Adding to the gloomy report on the Chinese and European markets, Ovum says that sales also underperformed versus this period last year across all regions, with North America the "least bad" - down eight percent, the smallest percentage in the last three quarters - and EMEA performing the worst, down 15 percent, the largest percentage in nearly two years.
However, despite the drops in sales, Ovum is still forecasting a modest four percent growth in the ON market this year to $16.2 billion.
According to Ovum’s network infrastructure practice leader, Dana Cooperson, the preliminary results for the first quarter this year indicate more a “cause for concern than a cause for panic,” and she says, while 1Q sales are typically lower than 4Q sales, “actual spending last year overshot our $14.9 billion forecast when results in Asia-Pacific and Europe were less negative than we predicted.”
One explanation Ovum gives for this year’s first quarter poor result in the global ON market is that the weakness expected in late 2011 is happening now, predominantly due to continued macroeconomic and political challenges in Europe. “Also 4Q/1Q market seasonality is becoming more pronounced as spending and spending growth shifts to Asia-Pacific and South & Central America (SCA), in which case sales should rebound more than is typical in 2Q12,” Cooperson observes.

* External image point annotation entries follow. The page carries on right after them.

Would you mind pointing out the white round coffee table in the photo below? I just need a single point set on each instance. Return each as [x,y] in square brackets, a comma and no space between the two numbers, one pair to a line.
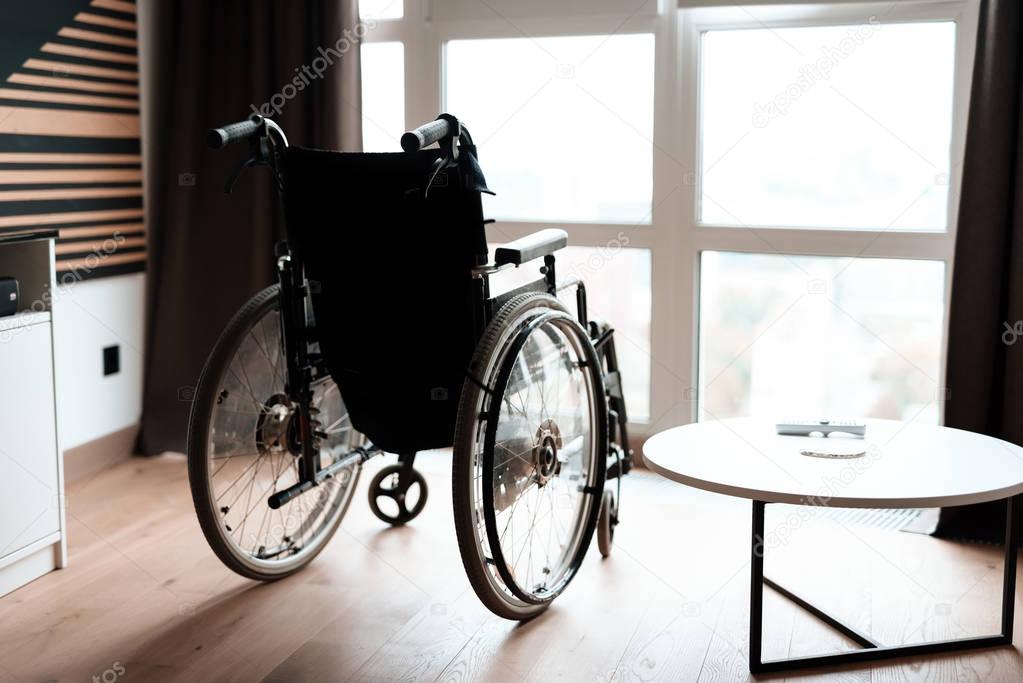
[903,465]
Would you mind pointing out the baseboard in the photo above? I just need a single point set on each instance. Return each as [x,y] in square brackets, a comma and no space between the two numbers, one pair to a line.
[94,456]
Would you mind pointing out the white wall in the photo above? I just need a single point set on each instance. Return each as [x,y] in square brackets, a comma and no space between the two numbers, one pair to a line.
[89,316]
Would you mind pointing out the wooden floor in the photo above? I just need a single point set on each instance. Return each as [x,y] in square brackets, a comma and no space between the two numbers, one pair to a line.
[144,599]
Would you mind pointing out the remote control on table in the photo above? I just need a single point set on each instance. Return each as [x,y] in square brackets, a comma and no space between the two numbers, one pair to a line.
[806,427]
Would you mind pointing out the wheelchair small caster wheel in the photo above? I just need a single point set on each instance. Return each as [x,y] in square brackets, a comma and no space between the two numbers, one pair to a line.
[394,484]
[607,519]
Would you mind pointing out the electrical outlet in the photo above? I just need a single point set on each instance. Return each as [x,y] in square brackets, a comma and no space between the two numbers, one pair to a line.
[112,360]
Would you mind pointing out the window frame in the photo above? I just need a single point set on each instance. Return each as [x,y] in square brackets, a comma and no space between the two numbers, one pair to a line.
[674,237]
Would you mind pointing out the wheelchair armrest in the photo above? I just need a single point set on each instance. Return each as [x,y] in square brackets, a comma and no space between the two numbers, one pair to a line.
[531,246]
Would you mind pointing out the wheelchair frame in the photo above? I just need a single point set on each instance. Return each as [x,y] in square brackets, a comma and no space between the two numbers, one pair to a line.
[266,138]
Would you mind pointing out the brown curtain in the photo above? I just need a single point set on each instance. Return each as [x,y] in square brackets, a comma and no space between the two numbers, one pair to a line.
[985,373]
[204,64]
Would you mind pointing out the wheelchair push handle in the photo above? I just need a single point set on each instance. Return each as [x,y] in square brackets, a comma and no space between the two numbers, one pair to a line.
[427,134]
[242,130]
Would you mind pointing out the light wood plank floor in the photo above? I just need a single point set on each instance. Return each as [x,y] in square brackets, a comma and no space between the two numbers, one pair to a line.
[144,599]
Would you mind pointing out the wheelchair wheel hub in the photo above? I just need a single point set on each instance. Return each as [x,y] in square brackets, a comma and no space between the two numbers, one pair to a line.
[275,430]
[545,462]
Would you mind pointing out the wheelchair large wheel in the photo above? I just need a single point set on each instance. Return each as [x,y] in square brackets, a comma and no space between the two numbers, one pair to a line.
[243,446]
[530,451]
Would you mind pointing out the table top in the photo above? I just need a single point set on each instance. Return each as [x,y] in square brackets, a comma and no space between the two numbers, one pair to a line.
[905,464]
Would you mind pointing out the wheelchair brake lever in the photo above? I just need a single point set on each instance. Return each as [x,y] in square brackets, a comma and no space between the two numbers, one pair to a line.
[233,178]
[261,152]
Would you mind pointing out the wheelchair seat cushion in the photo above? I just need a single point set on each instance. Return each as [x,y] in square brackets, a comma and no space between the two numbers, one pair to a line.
[393,294]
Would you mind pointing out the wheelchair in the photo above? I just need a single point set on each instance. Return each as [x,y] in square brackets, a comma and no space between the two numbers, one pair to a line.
[382,335]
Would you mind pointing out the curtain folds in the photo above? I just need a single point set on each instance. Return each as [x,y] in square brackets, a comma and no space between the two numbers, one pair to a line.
[204,64]
[985,371]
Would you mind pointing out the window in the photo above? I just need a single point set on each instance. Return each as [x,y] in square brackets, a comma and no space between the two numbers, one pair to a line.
[761,198]
[828,126]
[821,221]
[566,122]
[381,9]
[383,96]
[802,336]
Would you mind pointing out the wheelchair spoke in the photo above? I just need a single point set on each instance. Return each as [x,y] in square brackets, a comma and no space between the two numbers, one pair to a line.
[253,450]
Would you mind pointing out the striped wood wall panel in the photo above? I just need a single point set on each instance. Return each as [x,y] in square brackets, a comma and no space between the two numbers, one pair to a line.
[70,151]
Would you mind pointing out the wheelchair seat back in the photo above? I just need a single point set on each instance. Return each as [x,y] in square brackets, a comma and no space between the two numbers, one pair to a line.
[393,293]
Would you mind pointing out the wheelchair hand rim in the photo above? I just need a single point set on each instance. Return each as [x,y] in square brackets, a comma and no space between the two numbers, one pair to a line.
[573,333]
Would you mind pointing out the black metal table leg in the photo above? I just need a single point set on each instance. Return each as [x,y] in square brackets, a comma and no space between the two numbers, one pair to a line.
[873,651]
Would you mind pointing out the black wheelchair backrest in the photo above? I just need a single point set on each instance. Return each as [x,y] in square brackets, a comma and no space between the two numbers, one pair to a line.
[390,266]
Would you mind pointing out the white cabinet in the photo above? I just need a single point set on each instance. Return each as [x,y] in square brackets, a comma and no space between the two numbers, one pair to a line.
[32,518]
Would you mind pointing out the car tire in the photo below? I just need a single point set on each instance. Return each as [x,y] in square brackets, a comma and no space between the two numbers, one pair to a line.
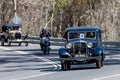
[98,63]
[63,66]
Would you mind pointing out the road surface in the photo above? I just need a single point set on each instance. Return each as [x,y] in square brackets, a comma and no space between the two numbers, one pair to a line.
[29,63]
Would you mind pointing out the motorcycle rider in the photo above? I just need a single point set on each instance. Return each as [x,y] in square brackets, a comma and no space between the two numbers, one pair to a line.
[44,33]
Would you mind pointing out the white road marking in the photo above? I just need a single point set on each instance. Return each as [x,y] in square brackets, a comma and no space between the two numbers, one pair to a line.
[107,77]
[57,66]
[34,76]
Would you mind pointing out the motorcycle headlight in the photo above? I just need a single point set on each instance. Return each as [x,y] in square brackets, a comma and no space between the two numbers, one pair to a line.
[89,45]
[68,45]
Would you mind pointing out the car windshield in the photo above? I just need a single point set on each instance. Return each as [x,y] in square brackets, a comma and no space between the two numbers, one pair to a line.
[81,35]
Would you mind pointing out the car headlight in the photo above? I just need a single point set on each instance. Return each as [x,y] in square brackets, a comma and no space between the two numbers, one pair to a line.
[68,45]
[89,45]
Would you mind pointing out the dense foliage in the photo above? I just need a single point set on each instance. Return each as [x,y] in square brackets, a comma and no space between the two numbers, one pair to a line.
[57,15]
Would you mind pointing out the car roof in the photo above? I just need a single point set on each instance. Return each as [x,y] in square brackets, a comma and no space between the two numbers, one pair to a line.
[83,28]
[8,25]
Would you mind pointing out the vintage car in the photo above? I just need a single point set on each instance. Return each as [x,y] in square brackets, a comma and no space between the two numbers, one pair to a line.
[11,33]
[83,45]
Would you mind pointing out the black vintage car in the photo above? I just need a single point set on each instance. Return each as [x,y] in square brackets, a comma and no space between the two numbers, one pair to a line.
[12,33]
[82,45]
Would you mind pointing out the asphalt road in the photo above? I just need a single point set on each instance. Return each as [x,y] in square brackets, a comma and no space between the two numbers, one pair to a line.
[29,63]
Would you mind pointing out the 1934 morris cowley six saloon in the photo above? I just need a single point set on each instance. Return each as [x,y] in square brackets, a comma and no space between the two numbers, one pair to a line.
[82,45]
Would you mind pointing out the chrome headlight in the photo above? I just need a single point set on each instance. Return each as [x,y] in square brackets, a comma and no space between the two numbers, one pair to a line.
[69,45]
[89,45]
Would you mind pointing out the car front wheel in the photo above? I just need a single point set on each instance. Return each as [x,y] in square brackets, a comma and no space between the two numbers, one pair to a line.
[99,63]
[2,41]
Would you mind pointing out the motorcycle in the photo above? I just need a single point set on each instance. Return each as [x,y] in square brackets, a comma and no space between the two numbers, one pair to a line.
[45,45]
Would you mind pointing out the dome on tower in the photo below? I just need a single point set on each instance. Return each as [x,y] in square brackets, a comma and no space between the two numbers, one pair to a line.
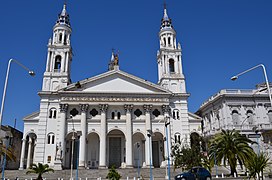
[63,17]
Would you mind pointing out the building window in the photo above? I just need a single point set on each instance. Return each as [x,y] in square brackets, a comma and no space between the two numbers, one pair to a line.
[235,117]
[270,116]
[250,117]
[156,112]
[48,159]
[171,65]
[93,112]
[57,62]
[50,138]
[177,138]
[74,112]
[53,113]
[138,113]
[175,114]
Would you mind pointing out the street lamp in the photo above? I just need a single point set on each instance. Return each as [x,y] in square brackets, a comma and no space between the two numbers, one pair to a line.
[265,76]
[5,156]
[167,122]
[31,73]
[149,134]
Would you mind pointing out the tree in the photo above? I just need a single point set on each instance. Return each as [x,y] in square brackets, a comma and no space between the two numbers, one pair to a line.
[186,157]
[39,169]
[113,174]
[256,164]
[231,147]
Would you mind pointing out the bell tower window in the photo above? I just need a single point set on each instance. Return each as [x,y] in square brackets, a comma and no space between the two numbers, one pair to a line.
[60,37]
[171,65]
[57,63]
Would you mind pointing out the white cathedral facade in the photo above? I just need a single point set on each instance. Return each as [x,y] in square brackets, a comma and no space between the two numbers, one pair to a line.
[113,118]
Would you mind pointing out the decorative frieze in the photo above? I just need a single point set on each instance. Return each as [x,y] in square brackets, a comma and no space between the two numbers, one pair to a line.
[84,107]
[63,107]
[147,108]
[128,107]
[103,107]
[113,99]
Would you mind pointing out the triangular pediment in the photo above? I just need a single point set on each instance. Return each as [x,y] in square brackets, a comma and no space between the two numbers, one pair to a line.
[116,81]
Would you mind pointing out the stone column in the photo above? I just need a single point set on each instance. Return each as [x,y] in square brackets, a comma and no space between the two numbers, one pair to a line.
[82,148]
[128,108]
[166,111]
[29,152]
[62,130]
[22,155]
[148,142]
[103,131]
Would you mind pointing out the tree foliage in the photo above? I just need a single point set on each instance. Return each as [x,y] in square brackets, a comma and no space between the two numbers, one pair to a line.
[256,164]
[39,169]
[230,147]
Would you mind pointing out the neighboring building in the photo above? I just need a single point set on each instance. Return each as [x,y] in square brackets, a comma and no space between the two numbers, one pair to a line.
[13,138]
[248,111]
[112,112]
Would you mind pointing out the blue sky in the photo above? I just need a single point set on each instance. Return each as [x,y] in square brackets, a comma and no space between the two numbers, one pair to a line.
[220,38]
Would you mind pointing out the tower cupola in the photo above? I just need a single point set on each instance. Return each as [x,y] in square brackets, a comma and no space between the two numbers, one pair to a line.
[166,22]
[63,17]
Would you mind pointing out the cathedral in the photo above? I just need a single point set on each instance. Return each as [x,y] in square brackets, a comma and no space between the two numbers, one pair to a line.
[114,118]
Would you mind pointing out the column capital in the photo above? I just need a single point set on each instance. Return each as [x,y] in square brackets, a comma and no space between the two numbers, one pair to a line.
[84,107]
[63,107]
[165,108]
[147,108]
[103,107]
[128,107]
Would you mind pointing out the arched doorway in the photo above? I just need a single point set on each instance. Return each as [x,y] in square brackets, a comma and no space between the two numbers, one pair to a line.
[138,149]
[29,150]
[117,149]
[92,156]
[71,153]
[157,149]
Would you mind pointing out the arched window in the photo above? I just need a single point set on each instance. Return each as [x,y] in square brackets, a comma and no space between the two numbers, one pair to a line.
[60,37]
[235,117]
[175,114]
[177,138]
[50,138]
[53,113]
[171,65]
[169,41]
[270,116]
[57,62]
[65,39]
[249,117]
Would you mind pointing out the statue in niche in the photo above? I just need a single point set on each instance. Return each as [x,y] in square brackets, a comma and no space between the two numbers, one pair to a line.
[59,151]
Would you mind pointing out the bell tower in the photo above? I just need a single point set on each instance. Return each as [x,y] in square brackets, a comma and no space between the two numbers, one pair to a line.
[59,56]
[169,58]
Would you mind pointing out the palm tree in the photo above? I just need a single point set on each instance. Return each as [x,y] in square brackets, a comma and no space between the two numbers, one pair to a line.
[231,147]
[256,164]
[39,169]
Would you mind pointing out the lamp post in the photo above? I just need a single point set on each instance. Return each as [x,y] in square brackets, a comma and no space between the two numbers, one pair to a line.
[167,122]
[6,84]
[149,134]
[5,157]
[265,76]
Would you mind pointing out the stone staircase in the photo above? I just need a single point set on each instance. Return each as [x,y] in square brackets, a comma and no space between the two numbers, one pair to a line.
[92,174]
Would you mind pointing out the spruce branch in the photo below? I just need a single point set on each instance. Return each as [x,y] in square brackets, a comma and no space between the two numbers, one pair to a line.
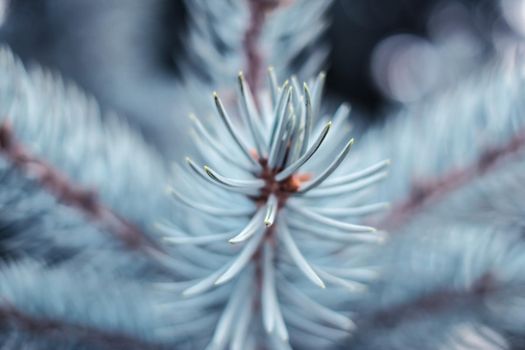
[61,332]
[246,249]
[43,303]
[449,141]
[56,122]
[426,192]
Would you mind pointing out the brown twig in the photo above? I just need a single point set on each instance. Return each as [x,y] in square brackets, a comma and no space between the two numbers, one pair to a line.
[254,55]
[430,303]
[67,192]
[60,330]
[427,192]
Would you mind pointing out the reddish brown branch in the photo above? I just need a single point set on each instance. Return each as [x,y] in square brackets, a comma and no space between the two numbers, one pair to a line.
[62,331]
[430,191]
[67,192]
[431,303]
[254,55]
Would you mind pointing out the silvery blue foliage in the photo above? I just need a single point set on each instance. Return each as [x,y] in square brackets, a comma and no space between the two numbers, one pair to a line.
[270,208]
[216,47]
[125,308]
[70,134]
[266,243]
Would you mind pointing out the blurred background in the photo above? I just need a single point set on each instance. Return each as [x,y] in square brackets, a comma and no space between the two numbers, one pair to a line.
[385,53]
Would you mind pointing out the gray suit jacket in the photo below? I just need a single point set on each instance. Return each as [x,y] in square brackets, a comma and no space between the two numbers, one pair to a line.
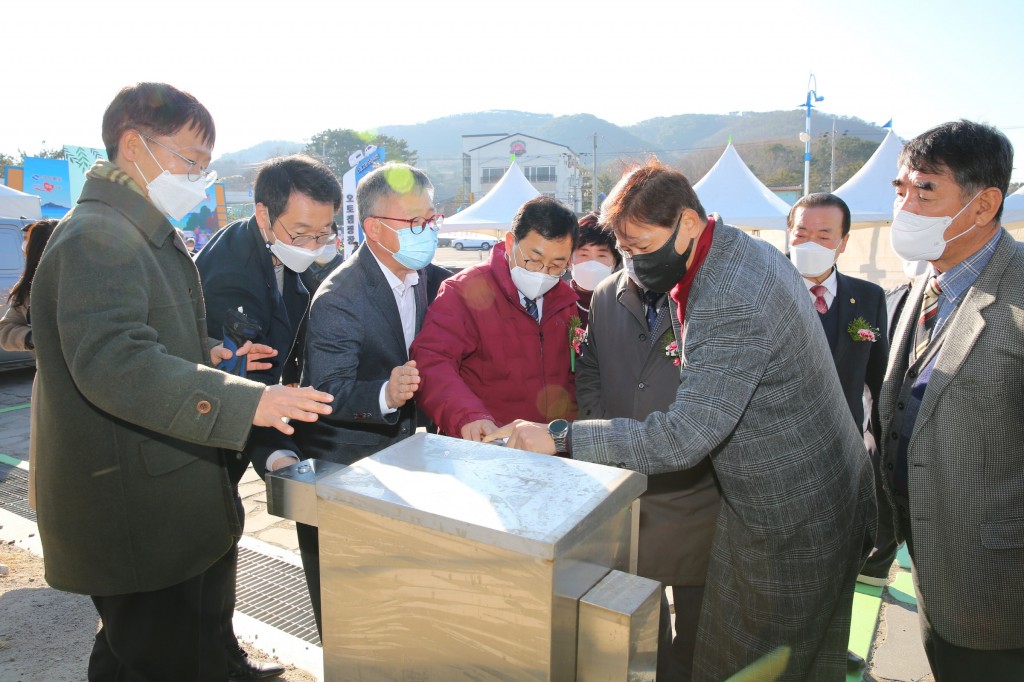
[760,396]
[353,340]
[966,458]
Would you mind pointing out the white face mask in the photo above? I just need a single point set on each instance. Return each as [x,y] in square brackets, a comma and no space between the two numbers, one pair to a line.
[920,237]
[532,285]
[328,253]
[173,195]
[811,258]
[295,258]
[914,268]
[589,273]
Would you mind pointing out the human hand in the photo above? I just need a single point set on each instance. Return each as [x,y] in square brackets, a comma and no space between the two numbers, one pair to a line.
[402,384]
[255,351]
[476,430]
[281,403]
[284,462]
[525,435]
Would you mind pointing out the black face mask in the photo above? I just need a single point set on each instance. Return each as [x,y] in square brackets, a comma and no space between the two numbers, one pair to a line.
[660,270]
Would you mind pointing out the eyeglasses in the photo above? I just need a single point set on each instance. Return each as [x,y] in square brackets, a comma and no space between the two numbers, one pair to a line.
[303,240]
[195,171]
[416,225]
[538,265]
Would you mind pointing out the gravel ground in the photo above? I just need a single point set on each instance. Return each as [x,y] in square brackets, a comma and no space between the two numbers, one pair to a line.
[46,635]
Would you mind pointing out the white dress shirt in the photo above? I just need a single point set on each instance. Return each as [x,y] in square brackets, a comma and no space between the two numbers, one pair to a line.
[830,285]
[404,297]
[540,304]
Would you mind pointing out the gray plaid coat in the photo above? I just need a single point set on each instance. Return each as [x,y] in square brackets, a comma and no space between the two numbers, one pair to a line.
[760,396]
[967,459]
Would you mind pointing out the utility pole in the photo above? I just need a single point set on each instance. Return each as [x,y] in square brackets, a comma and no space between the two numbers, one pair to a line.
[832,171]
[805,137]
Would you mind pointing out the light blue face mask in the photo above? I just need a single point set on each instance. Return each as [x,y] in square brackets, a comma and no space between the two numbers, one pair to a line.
[415,251]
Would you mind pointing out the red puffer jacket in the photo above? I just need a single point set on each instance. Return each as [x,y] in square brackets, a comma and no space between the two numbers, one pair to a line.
[481,355]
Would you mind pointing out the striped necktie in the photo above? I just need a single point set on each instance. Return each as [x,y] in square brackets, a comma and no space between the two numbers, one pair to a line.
[650,299]
[926,323]
[818,292]
[531,307]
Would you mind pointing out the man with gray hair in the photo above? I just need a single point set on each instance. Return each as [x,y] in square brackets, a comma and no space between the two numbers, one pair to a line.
[950,408]
[361,323]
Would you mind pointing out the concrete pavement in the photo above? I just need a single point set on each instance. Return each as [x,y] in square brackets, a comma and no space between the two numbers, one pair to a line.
[892,642]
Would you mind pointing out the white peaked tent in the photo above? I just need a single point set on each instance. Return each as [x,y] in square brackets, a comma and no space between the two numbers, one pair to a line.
[14,204]
[731,189]
[1013,208]
[498,207]
[869,193]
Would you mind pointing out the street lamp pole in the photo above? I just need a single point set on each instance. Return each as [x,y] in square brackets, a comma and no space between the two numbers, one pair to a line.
[812,96]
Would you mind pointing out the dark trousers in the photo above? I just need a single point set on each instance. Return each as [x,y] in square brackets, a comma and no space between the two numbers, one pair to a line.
[952,664]
[309,551]
[169,635]
[222,579]
[675,651]
[881,559]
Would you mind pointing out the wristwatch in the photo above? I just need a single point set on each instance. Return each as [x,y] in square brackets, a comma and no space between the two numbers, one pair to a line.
[558,430]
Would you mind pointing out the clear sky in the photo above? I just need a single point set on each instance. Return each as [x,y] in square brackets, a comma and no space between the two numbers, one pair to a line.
[287,70]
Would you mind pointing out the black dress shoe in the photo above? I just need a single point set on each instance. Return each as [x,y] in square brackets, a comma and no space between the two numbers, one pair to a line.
[240,668]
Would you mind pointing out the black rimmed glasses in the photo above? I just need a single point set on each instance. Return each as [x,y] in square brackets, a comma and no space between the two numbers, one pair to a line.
[417,225]
[195,172]
[534,265]
[303,240]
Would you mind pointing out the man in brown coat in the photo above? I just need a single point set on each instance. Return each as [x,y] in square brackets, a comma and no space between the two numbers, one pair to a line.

On vendor performance, Ovum reports that NEC benefited in the first quarter from strong sales in its home market, rising 0.4 share points, with its quarterly wavelength-division multiplexing (WDM) sales the strongest ever seen. In addition, Ovum says that Cisco pointed to strong year-over-year revenue growth in North America, Asia-Pacific (specifically Japan), and SCA, while Huawei's revenues “may have tumbled sequentially, its Yoyo results beating the quarterly market average globally and in EMEA, and thus it picked up share.”
In the network core, Cooperson says that more vendors than in the past included data centre interconnect as a key driver of growth for their business and for use of 100G, control plane, and encryption features. “However, mobile backhaul remains a ubiquitous growth driver at the network edge, with vendors noting the increasing speed of evolution from SONET/SDH to Ethernet/MPLS for aggregation and transport. As 100G deployments grow, 40G deployments are holding steady,” Cooperson concludes.